A la espera de una respuesta, los dos amigos guardaron la más hidalga compostura. Sus cerebros, mientras tanto, no paraban de trajinar. Si los empleados no daban su brazo a torcer para sacarles el expediente del archivo, tal vez la esposa y la hija pudieran hacer algo por ellos. En el interior de sus cabezas, por eso, martilleaban sus propias voces. Vamos, vamos, vamos. Ándale, muchacha, di que sí.
Por fin se agachó para dejar al gato libre. Al levantarse, con las mejillas levemente enrojecidas, les dejó oír lo que ansiaban.
—En nuestro humilde hogar serán cordialmente recibidos cuando los señores consideren oportuno.
7
Madre e hija se encontraban a mitad del puchero de carnero y res que almorzaban, cuando les llegó el suntuoso tarjetón. Los señores Larrea y Andrade anunciaban su visita para esa misma tarde en punto de las seis.
Un par de horas después, con las mejores piezas del menaje doméstico desparramadas por todos los rincones de la sala, la esposa del superintendente apretó por enésima vez la misiva contra su pecho voluminoso. Y si fuera verdad…
—No sabes cómo me miró, mamá. No sabes de qué manera.
Todavía resonaba en los oídos de doña Hilaria el eco de las palabras de su hija al regresar abrumada del archivo.
—Y es viudo. Y buen mozo como pocos.
—Y con capitales, mija. Y con capitales...

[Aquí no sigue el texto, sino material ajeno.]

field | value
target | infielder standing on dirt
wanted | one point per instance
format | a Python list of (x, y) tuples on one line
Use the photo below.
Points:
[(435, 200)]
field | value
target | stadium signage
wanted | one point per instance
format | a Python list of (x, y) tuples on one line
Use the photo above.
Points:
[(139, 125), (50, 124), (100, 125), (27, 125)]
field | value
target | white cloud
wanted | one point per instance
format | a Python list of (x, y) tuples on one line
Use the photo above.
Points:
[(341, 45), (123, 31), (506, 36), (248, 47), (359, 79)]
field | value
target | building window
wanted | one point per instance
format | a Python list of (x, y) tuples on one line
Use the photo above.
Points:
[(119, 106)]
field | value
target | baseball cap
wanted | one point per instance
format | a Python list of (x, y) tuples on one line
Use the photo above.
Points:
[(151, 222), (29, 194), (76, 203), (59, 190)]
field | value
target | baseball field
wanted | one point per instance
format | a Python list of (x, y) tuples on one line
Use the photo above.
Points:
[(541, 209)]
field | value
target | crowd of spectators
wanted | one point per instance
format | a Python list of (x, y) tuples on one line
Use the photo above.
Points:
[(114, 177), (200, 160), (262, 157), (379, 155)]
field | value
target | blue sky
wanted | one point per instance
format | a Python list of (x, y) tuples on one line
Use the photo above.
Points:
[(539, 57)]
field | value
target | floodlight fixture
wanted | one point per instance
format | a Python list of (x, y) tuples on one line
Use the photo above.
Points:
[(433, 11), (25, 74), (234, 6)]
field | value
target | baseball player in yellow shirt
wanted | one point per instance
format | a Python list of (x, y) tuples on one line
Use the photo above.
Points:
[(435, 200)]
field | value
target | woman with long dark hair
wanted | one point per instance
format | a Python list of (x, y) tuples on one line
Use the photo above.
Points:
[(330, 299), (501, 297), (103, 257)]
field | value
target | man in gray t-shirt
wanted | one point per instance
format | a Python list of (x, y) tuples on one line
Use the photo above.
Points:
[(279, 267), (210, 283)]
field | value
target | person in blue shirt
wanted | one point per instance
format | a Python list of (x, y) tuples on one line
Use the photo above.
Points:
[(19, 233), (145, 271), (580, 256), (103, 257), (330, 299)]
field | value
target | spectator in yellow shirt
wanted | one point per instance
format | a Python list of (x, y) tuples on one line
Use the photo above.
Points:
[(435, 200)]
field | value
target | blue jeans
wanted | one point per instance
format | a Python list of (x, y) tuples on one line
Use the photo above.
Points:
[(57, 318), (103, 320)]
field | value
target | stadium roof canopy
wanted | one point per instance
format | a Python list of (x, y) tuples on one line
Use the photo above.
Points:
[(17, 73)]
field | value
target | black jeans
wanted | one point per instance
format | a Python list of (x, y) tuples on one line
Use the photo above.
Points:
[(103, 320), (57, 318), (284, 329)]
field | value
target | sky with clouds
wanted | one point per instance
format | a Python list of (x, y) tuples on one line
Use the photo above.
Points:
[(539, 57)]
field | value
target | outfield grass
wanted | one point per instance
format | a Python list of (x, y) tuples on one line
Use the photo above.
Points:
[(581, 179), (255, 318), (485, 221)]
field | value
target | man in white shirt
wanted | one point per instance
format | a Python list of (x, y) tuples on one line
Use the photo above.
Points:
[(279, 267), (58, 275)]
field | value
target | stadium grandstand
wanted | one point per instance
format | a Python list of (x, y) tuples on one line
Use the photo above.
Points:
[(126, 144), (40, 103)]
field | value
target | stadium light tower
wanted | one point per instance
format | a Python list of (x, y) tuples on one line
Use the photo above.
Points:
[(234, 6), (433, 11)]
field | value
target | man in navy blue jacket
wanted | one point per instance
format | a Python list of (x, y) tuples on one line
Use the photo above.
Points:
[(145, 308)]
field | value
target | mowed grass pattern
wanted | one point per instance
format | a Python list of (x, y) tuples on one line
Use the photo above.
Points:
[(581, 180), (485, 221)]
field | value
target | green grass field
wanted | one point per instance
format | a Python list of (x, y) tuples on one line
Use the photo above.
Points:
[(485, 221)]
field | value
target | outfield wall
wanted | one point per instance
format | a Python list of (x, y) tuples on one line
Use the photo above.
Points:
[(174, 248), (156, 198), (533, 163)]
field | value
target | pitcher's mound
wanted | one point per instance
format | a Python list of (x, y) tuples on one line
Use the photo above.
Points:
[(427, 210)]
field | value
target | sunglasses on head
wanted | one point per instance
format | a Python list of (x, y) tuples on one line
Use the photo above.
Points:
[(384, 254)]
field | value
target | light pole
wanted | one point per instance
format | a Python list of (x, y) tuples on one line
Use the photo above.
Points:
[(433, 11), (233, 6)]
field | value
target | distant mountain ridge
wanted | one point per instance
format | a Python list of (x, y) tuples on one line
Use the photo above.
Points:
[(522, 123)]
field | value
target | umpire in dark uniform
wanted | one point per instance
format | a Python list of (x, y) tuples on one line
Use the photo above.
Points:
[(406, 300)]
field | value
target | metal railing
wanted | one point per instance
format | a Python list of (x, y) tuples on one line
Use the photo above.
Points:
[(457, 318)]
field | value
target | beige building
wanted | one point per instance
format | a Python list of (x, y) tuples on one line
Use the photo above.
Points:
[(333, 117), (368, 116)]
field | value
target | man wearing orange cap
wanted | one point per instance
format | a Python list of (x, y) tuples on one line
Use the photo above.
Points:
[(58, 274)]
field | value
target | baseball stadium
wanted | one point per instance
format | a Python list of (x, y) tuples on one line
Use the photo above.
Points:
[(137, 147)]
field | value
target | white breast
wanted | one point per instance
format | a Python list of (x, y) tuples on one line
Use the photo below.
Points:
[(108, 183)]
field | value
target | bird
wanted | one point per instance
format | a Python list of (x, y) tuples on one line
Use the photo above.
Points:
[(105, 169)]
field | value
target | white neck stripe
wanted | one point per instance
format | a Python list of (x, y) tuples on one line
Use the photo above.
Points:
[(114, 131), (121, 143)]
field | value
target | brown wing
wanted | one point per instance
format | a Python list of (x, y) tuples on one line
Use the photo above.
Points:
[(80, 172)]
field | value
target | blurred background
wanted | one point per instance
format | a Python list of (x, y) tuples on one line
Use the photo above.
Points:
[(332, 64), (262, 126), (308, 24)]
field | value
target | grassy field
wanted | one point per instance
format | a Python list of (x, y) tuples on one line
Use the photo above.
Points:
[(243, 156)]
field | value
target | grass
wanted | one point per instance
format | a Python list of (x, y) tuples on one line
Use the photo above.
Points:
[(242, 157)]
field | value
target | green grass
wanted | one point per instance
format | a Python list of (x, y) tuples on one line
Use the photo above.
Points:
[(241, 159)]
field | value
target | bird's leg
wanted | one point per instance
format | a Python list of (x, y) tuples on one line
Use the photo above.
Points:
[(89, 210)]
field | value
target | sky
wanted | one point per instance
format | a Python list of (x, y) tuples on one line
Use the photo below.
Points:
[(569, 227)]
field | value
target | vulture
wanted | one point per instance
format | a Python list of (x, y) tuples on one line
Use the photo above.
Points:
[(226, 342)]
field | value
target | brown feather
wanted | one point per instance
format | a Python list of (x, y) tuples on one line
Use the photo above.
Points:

La cautela, no obstante, la obligó a amarrar cortas las ilusiones. Desde que a su esposo le asignaran el puesto que ahora ocupaba, rara era la semana en que no llegaba hasta la puerta de la familia algún agasajo. Invitaciones a lonches y veladas, o una inmensa charola de hojaldres, o una discreta bolsa de onzas de oro. Incluso meses atrás les sorprendieron —muy gratamente, había que reconocerlo— con un coche bombé. Todo a cambio tan sólo de que su Ovidio, entre las docenas de papeles que a diario pasaban por sus manos, pusiera o quitara una fecha acá o un sello allá, diera por traspapelado algún asunto o mirara hacia el lado contrario al que debería mirar.
Por eso, la primera reacción de la esposa fue de desconfianza.
—Pero ¿estás segura, niña, de que te miró como te miró así porque sí?
—Tan segura como de que es de día, mamá. A los ojos, primero. Y después…
Se retorció los dedos, pudorosa.
—Después me miró como… Como un hombre de una pieza mira a una mujer.
Ni por ésas quedó doña Hilaria convencida. Algo se trae entre manos, rumió. Si no, ¿de cuándo acá iba a fijarse en Fausta un ejemplar como don Mauro Larrea? Menudo era, según contaba su marido. Mucho llevaban corrido él y su fiel amigo Andrade, y a los dos les chorreaba el colmillo cada vez que olfateaban una oportunidad. Sabía también que se movía como pez en el agua en los ambientes más distinguidos, entre gentes de la clase sofisticada a la que los Calleja por desgracia no pertenecían. Y en esos ambientes, seguro que le sobraban candidatas para sacarle de la viudedad. Algo le interesaba sobremanera si se había decidido a lanzar un dardo a su hija; de eso estaba casi casi segura. Algo que sólo su marido podría hacer por él. Tremendo era el pinche español, repetía su Ovidio cada vez que venía al caso. Como un sabueso olía los buenos negocios; como un zorro hambriento. Ni una presa viva dejaba escapar.